1. Overview
One of the advantages of database abstraction layers, such as ORM (object-relational mapping) frameworks, is their ability to transparently cache data retrieved from the underlying store. This helps eliminate database-access costs for frequently accessed data.
Performance gains can be significant if the read/write ratios of cached content are high. This is especially true for entities that consist of large object graphs.
In this tutorial, we’ll explore Hibernate second-level cache. We’ll understand some basic concepts, and illustrate everything with simple examples.

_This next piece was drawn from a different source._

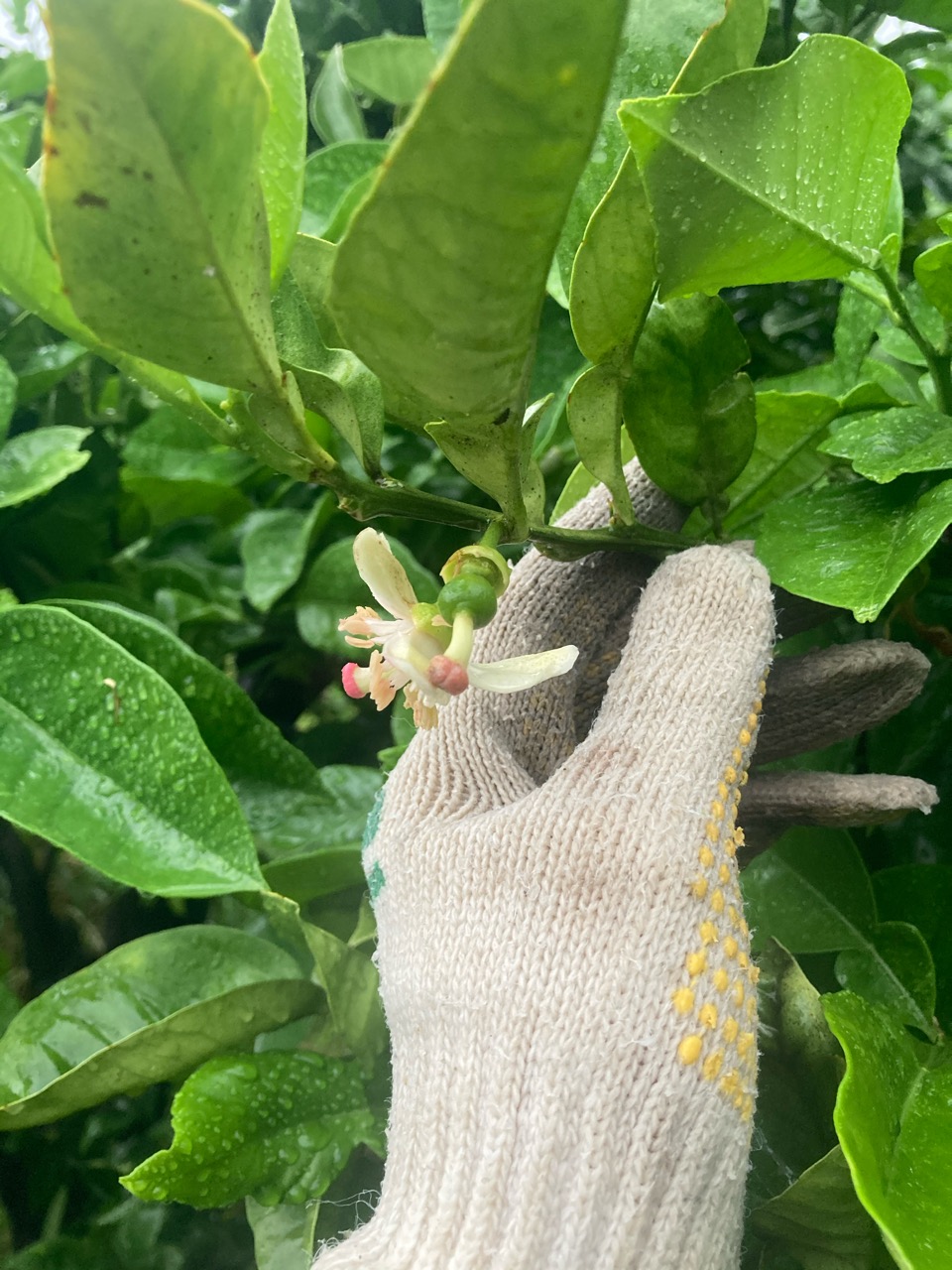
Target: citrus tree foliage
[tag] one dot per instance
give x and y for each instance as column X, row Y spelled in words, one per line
column 268, row 268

We’ll use JPA, and fall back to Hibernate native API only for those features that aren’t standardized in JPA.
2. What Is a Second-Level Cache?
As with most other fully-equipped ORM frameworks, Hibernate has the concept of a first-level cache. It’s a session-scoped cache which ensures that each entity instance is loaded only once in the persistent context.

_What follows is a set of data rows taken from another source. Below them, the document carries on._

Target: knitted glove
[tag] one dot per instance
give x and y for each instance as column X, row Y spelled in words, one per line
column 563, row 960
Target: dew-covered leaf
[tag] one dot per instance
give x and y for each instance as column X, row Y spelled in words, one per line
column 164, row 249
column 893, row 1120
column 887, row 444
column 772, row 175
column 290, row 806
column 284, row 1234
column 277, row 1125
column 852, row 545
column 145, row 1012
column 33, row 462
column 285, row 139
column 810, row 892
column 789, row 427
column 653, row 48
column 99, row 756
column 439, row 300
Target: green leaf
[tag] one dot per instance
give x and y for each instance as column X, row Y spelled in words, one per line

Once the session is closed, the first-level cache is terminated as well. This is actually desirable, as it allows for concurrent sessions to work with entity instances in isolation from each other.
Conversely, a second-level cache is SessionFactory-scoped, meaning it’s shared by all sessions created with the same session factory. When an entity instance is looked up by its id (either by application logic or by Hibernate internally, e.g., when it loads associations to that entity from other entities), and second-level caching is enabled for that entity, the following happens:
- If an instance is already present in the first-level cache, it’s returned from there.

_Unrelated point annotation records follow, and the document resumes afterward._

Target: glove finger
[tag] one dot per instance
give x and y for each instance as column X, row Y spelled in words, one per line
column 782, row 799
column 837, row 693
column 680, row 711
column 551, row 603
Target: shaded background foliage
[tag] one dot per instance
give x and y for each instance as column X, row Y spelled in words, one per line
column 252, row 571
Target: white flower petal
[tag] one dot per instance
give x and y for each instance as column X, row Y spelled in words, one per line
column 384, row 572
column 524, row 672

- If an instance isn’t found in the first-level cache, and the corresponding instance state is cached in the second-level cache, then the data is fetched from there and an instance is assembled and returned.
- Otherwise, the necessary data are loaded from the database and an instance is assembled and returned.
Once the instance is stored in the persistence context (first-level cache), it’s returned from there in all subsequent calls within the same session until the session is closed, or the instance is manually evicted from the persistence context. The loaded instance state is also stored in the L2 cache if it wasn’t already there.
3. Region Factory
Hibernate second-level caching is designed to be unaware of the actual cache provider used. The framework only needs to be provided with an implementation of the org.hibernate.cache.spi.RegionFactory interface which encapsulates all the details specific to the actual cache providers. Basically, it acts as a bridge between Hibernate and cache providers.
In older versions (5.x) of Hibernate, the maintainers used to provide implementations of RegionFactories. We can find, for example, modules for specific stacks such as hibernate-ehcache or hibernate-infinispan.
Since series 6.x, the standard way to plug-in a second-level cache is through a jsr-107 (jcache) adapter. This approach frees hibernate maintainers from having to implement a RegionFactory for each cache provider.
In this article, we’ll see how to plug-in Ehcache as the second-level cache. To accomplish that, we’ll need the following Maven dependencies:
<dependency>
<groupId>org.hibernate.orm</groupId>
<artifactId>hibernate-jcache</artifactId>
<version>6.5.2.Final</version>
</dependency>
<dependency>
<groupId>org.ehcache</groupId>
<artifactId>ehcache</artifactId>
<version>3.10.8</version>
<classifier>jakarta</classifier>
</dependency>
The hibernate-jcache module brings a compatible hibernate-core as a transitive dependency. In the current release policy, both core and jcache versions will match. For instance*,* if we select hibernate-jcache-6.5.2.Final, then hibernate-core–6.5.2.Final will be used*.*
The Ehcache dependency must be declared with the jakarta classifier to be compatible with Hibernate 6.x series.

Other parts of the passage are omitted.